NASA has developed a new method for analyzing complex system behavior that also may be viewed as a type of data visualization and decision support tool. Large complex control systems may have thousands or even millions of sensors, each providing some type of signal that ultimately integrates into a larger organization. For each signal, behavior is represented by a sequence of pairs, with each pair containing a change value (monotonic) and a time interval length over which each of these changes occurs. Signal amplitudes and first derivatives serve as markers for these time intervals. This approach permits a finer scale characterization of the signal(s). The novelty of this approach is in using human visual interpretation in combination with computer signal analysis to monitor the behavior of complex systems in an enhanced manner.
This technology is a software method for performing visual and/or numerical comparison of behavior of a system using decomposition of a function of bounded variation as sums and differences of monotonic functions. It takes the output of the monotonic signal analysis and feeds it into another part of the algorithm that translates the data into a graphic symbol language that finally becomes a set of images meaningful to human interpretation. This technology is used to determine if a system is behaving normally or is varying into abnormalities through comparisons with reference values.
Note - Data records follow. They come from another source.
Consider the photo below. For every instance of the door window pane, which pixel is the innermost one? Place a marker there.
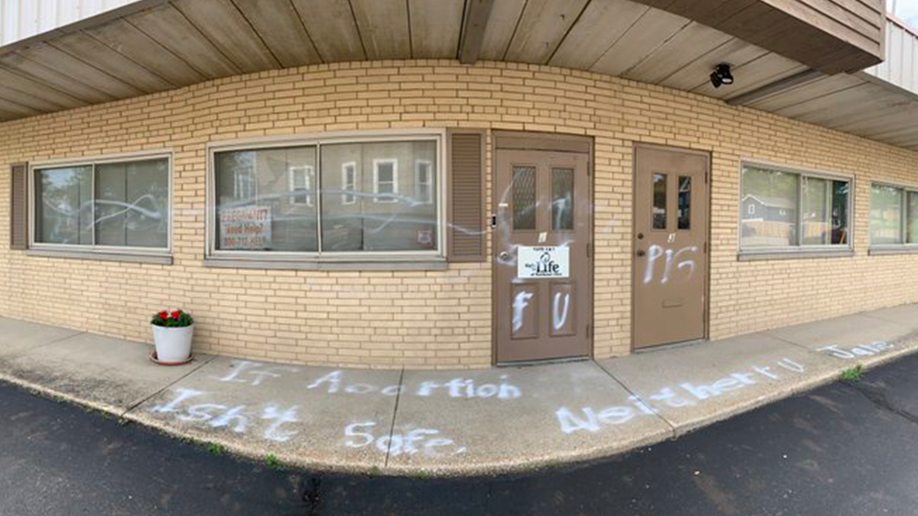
(912, 229)
(562, 199)
(659, 201)
(63, 211)
(265, 200)
(524, 198)
(769, 212)
(885, 215)
(132, 204)
(369, 209)
(685, 203)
Using this decomposition, the signal may then be transformed into a fixed-size collection of graphic symbols that may in turn be combined into a larger visual representation. The fixed-size alphabet of symbols also allows easy neural net pattern recognition if desired.
The conversion into visual display information is a key aspect of the invention, since it takes advantage of the human skill of visual pattern recognition that exceeds computer capabilities. Using human visual recognition in combination with numerical computer analysis provides a new level of system monitoring capability that can recognize faults at the sub-threshold level, and provide early warnings as well as intelligence towards reaction. Another unique attribute of the technology is its ability to reverse the visual translation and provide access to the underlying data. This may allow a user to dig deeper into a problem if an anomaly is detected.